In comments to reporters later, Sebelius also said she has joined six other governors in rejecting the U.S. government’s effort to get states to sign on to the Central American Free Trade Agreement.
“We have recently withdrawn from CAFTA because we feel the leverage we need needs to stay in the state,” Sebelius said.
In her speech to the Kansas AFL-CIO, Sebelius, a Democrat, urged labor to support candidates seeking positions from the Statehouse to the White House who will work on ways to provide health coverage.
Of the nation’s 44 million uninsured, she said, “That’s just flat wrong.”
Sebelius said she would propose a system to help employers provide insurance for low-wage workers through an insurance pool, and reduce administrative expenses in the health-care system.
One of every $4 spent on health pays for administration, she said, which amounts to nearly $3 billion of $12 billion annually in Kansas.
As an example of excess administrative expenses, Sebelius noted she has one card that allows her to withdraw money from banks across the country. But she needs six cards to access health coverage in Topeka.
Nikki King, executive director of Health Care Access Clinic in Lawrence, said Sebelius’ health care initiative was “excellent news.”
There are an estimated 9,300 uninsured people in Douglas County, and the Lawrence group tries to provide health services to nearly 1,000 low-income people who have no coverage.
“Following our founding members’ philosophy, we would love to be put out of business,” King said. “No one imagined when we began in 1988 that we would still be needed today, and certainly not to this extent.”

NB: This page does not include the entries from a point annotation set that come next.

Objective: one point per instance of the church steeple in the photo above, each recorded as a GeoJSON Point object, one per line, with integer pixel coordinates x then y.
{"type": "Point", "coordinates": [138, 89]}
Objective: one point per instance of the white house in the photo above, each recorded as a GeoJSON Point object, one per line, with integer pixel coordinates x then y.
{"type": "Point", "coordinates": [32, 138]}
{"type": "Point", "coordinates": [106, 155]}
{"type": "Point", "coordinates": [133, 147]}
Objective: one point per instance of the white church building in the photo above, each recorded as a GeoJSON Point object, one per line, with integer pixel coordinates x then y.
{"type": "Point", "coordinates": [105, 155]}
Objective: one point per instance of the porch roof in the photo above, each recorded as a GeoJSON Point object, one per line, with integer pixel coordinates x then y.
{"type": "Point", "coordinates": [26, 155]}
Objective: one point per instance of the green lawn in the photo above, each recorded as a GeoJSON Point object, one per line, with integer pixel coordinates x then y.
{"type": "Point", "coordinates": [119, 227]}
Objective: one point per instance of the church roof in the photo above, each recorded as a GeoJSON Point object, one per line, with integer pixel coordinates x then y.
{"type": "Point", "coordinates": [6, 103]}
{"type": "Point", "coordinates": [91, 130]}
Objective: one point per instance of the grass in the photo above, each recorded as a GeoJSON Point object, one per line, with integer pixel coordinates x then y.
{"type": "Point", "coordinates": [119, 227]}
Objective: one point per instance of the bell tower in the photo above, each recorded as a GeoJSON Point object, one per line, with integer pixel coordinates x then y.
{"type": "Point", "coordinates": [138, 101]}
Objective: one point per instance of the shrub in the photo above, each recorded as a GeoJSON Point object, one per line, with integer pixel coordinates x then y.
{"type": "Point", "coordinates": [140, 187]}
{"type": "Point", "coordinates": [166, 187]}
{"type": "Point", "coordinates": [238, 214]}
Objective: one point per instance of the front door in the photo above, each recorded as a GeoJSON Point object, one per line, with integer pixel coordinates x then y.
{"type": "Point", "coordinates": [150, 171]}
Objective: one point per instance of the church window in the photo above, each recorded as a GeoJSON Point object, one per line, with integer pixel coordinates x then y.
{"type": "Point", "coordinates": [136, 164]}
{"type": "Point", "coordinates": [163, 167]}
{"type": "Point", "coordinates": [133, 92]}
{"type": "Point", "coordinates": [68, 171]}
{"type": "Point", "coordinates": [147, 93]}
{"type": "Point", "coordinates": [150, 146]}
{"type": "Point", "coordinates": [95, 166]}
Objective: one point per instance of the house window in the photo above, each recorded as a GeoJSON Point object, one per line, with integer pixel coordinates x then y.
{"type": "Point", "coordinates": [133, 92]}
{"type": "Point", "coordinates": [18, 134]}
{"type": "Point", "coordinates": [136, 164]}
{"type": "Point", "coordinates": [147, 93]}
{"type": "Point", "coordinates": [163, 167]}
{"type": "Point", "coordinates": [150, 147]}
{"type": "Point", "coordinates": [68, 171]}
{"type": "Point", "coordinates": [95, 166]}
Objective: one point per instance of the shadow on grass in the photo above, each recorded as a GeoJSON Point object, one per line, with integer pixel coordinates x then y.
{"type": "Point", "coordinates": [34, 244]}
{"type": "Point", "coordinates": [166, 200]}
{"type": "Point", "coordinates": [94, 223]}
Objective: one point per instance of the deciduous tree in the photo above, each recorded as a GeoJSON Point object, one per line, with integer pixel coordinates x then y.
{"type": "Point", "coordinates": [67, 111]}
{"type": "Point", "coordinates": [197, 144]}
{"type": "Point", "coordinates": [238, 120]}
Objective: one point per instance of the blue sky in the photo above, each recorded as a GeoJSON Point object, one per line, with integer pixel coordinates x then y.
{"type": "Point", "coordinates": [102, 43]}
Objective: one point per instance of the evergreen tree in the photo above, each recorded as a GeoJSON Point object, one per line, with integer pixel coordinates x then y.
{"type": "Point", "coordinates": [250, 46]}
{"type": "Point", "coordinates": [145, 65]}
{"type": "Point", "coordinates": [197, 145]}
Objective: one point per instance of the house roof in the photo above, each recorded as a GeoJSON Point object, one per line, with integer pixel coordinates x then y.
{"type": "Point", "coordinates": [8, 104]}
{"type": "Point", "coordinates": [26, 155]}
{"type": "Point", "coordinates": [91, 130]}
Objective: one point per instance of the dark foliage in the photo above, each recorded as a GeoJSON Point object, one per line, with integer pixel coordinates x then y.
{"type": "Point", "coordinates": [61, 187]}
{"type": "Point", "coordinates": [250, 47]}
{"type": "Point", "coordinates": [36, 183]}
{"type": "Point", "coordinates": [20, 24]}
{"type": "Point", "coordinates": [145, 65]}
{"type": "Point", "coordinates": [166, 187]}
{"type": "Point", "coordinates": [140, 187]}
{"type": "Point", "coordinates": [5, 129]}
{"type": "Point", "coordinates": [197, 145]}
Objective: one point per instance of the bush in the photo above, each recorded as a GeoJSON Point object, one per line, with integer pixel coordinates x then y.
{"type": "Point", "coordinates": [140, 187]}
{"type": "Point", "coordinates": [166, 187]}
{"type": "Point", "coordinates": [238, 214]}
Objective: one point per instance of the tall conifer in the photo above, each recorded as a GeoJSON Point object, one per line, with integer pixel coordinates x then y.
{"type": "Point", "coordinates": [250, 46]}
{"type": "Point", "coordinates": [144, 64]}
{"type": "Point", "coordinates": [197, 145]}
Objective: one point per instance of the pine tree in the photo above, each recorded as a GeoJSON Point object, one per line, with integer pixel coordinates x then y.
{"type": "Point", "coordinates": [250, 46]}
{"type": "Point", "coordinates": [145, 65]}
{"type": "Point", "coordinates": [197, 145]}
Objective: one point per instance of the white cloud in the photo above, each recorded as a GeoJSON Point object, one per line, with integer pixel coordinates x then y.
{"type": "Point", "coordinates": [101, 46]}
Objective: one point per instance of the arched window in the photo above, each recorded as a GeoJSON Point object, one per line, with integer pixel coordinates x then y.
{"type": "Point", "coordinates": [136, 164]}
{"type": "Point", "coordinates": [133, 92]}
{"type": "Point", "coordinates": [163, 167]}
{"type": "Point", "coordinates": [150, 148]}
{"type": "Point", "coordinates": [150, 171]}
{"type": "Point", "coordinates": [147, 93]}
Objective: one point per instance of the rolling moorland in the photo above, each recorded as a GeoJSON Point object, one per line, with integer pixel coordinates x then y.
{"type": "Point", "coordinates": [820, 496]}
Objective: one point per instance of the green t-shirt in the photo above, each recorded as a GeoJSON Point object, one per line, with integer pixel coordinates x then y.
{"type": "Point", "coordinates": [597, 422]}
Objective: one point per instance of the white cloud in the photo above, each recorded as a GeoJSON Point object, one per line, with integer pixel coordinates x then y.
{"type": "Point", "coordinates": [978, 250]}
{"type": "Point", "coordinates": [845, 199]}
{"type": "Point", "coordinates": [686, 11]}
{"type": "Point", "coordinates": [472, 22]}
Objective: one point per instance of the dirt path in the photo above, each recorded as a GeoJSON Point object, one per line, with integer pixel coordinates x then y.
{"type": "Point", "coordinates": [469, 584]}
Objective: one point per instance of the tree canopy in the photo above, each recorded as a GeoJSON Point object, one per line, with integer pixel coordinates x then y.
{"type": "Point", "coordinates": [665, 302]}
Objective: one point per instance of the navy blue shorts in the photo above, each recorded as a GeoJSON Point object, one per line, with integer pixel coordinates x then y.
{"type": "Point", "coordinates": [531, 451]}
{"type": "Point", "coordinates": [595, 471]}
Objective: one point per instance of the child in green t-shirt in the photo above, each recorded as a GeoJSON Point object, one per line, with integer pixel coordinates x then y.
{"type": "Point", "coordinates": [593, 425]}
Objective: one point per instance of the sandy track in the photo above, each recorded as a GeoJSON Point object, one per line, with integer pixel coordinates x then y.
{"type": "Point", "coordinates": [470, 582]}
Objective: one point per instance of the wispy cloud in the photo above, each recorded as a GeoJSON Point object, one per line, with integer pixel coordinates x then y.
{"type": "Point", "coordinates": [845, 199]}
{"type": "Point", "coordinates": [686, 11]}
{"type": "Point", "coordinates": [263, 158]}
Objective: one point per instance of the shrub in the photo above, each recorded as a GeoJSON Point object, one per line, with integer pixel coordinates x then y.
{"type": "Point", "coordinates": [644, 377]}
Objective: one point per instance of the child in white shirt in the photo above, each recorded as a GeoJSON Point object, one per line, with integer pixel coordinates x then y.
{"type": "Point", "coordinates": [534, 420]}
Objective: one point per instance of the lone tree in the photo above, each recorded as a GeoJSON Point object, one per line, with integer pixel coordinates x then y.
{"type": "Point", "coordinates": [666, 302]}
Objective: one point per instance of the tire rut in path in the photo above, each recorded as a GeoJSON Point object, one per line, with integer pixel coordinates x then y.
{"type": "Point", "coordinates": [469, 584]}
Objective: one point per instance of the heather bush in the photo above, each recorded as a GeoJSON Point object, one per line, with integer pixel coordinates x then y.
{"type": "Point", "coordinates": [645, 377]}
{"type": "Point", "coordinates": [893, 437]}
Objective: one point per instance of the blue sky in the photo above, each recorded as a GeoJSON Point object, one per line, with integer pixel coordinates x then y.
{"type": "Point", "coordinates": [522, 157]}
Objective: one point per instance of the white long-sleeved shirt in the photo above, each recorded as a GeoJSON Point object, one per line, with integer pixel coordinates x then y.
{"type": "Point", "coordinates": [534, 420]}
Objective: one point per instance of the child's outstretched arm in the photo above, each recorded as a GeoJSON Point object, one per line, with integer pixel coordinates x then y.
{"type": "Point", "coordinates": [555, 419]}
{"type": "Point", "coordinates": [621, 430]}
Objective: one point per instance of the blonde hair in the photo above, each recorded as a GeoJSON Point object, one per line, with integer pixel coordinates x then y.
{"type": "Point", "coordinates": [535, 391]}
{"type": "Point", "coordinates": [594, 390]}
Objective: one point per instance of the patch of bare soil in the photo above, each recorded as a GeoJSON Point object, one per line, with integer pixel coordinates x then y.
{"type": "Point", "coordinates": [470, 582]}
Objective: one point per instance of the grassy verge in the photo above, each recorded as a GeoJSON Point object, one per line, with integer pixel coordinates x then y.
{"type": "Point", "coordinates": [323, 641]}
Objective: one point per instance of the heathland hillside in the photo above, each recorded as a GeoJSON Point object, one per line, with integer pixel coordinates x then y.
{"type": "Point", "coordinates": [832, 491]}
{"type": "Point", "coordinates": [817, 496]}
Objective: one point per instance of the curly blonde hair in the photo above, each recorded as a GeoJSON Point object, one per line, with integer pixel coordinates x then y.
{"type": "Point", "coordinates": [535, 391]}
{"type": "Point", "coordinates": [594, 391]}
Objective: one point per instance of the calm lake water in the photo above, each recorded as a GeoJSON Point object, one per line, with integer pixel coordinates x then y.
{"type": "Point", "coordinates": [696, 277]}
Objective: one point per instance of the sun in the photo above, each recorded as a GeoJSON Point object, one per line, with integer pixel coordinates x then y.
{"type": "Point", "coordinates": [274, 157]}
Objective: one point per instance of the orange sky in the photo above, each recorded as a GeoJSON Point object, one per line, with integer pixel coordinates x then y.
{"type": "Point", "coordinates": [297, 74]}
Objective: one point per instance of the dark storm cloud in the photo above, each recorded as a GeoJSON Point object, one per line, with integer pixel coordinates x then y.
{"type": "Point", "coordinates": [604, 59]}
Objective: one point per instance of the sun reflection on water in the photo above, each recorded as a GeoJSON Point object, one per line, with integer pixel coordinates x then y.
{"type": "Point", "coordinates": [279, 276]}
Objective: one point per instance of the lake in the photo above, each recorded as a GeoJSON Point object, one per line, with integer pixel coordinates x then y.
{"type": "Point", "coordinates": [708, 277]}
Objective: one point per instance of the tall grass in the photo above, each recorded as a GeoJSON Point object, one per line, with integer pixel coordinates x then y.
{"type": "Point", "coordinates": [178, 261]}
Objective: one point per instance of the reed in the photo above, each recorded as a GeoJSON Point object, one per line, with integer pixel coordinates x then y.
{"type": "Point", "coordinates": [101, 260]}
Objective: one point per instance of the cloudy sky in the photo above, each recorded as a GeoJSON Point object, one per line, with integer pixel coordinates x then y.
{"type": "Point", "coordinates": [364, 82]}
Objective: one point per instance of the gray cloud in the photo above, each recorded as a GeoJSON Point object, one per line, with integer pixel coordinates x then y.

Sebelius, the state’s former insurance commissioner, said one way to ensure workers have health insurance and other benefits was for the state to consider those issues when awarding contracts.
When companies don’t provide insurance or other benefits, she said, costs for health care usually fall back on taxpayers and private insurance policyholders.
“We want to be sensitive to not only the bottom line, but what is not on the bottom line,” she said, adding that her administration soon would establish new bidding rules to take into account the benefits offered by companies seeking state business.
Sebelius criticized “outsourcing” of jobs overseas, and noted the state has told the U.S. Trade Representative office it doesn’t want to participate in the purchasing rules of the CAFTA proposal between the U.S. and five Central American countries. The agreement is now before Congress.
Free-trade agreements have been coming under increasing criticism by governors that claim the agreements restrict state governments by putting strict rules on government regulation and purchasing policies.
Chris Slevin, deputy director of Public Citizen’s global trade watch, said seven states, including Kansas, have recently jumped off CAFTA.
He said states were realizing the procurement, or purchasing, rules in the agreements could hurt them. He noted Republican governors have made the same decision as Sebelius.
“It’s not just a partisan thing,” he said.